When Chicken Little meets an ostrich it never takes long for the ostrich to ask, “Don’t you believe in the sovereignty of God?” The unspoken assumption is the same one that messes us up individually. God is in control. Everything is supposed to be comfortable for me. Therefore nothing bad will happen. Well, there is a difference. It is true for the Christian that God is in control, and that nothing bad will happen to the Christian, understanding that “Bad” should be defined as anything that isn’t helpful in the believer’s sanctification. Comfortable is another matter altogether. But when it comes to this nation, things are different. God is in control still. But everything isn’t supposed to be comfortable for this nation. And of course bad things can happen here.

With both of these mistakes, however, comes a third mistake. Whether you are waiting for judgment, or are sure it will never come, in both circumstances what you have missed is the judgment that has come and continues to come every day. What might cultural judgment look like? Would it look like growing sexual insanity as described in Romans 1? Would it look like a culture where thousands of people each year are murdered by their neighbors? Would a culture under judgment be one where tens of thousands of people each year take their own lives? Would it look like a culture where nearly a million moms and dads murder nearly a million babies every year? We keep waiting for God to judge us for these things, and miss the obvious truth, that these things are His judgment against us.

That the economy continues to teeter along, that foreign powers do not rule, at least openly, within our borders, that you may have the president’s permission to enjoy a fine cook-out with a few friends four months from now in turn isn’t a mitigating of the judgment, but an exacerbating of the judgment. Because He has not yet chosen to topple our idols we are fooled into thinking we’ve avoided His judgment, and so we continue down the path of destruction. We miss the opportunity to repent, and that is judgment at its most severe.

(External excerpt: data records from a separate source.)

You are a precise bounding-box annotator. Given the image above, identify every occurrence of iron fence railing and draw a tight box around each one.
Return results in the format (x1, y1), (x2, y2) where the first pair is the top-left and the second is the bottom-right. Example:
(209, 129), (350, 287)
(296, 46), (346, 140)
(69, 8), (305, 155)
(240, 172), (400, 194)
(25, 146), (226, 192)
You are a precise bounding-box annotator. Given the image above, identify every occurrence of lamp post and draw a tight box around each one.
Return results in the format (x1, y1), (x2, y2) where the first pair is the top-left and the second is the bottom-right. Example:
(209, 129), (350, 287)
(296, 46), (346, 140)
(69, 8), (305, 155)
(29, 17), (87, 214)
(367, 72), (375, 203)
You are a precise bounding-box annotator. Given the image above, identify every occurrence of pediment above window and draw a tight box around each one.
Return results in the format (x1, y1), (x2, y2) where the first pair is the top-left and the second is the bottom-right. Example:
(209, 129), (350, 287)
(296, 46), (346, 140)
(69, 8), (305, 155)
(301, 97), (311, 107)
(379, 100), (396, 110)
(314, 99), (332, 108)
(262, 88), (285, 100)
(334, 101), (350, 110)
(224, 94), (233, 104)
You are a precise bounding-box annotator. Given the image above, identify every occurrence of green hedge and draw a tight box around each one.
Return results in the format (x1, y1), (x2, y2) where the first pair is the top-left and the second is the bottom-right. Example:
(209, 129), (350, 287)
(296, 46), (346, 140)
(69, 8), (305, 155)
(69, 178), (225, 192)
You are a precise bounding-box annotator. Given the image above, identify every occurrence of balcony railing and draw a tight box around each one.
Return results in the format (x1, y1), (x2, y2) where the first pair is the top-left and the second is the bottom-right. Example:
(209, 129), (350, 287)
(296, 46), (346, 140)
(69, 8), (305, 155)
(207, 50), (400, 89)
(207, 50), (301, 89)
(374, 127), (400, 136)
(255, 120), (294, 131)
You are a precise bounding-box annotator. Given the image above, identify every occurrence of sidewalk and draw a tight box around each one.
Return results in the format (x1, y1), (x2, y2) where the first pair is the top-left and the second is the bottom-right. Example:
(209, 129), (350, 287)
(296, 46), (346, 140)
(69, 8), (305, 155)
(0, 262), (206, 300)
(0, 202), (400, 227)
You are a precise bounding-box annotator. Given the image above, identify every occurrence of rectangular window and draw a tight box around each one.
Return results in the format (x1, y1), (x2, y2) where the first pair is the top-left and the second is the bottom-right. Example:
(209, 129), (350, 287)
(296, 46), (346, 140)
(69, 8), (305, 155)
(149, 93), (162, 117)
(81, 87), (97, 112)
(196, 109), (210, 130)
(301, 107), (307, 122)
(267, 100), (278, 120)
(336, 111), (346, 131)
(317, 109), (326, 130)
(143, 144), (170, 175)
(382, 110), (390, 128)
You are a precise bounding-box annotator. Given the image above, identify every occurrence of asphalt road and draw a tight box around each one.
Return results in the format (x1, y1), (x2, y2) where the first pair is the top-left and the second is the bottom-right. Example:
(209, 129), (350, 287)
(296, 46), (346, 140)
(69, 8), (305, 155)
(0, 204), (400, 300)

When He was but a boy, Jesus performed the first anti-exodus. God’s people had sinned so deeply, that the only safe place for the boy was in the nation of Egypt. Then He returned, and over the next sixty years or so systematically drove out the children of Israel, just as they once drove out the Canaanites. The world was turned upside down. In like manner, not long after the demise of the evil Soviet empire, where do we find ourselves, but at home and at peace in the evil empire? We now impose our will not over a few satellite nations in eastern Europe, but over the whole of the middle east. We now impose our own cultural decadence on nations that haven’t bowed the knee to our particular utopian scheme. They spread communism, while we spread consumerism. Which is more dangerous to the soul?

Judgment has come. Judgment is here. And judgment will come. The only escape is repentance, recognizing that we are Egypt, a stubborn and foolish nation of hardened hearts. We wait for judgment while missing the judgment all around us. We are judged but do not learn repentance. In due time our feet shall slide.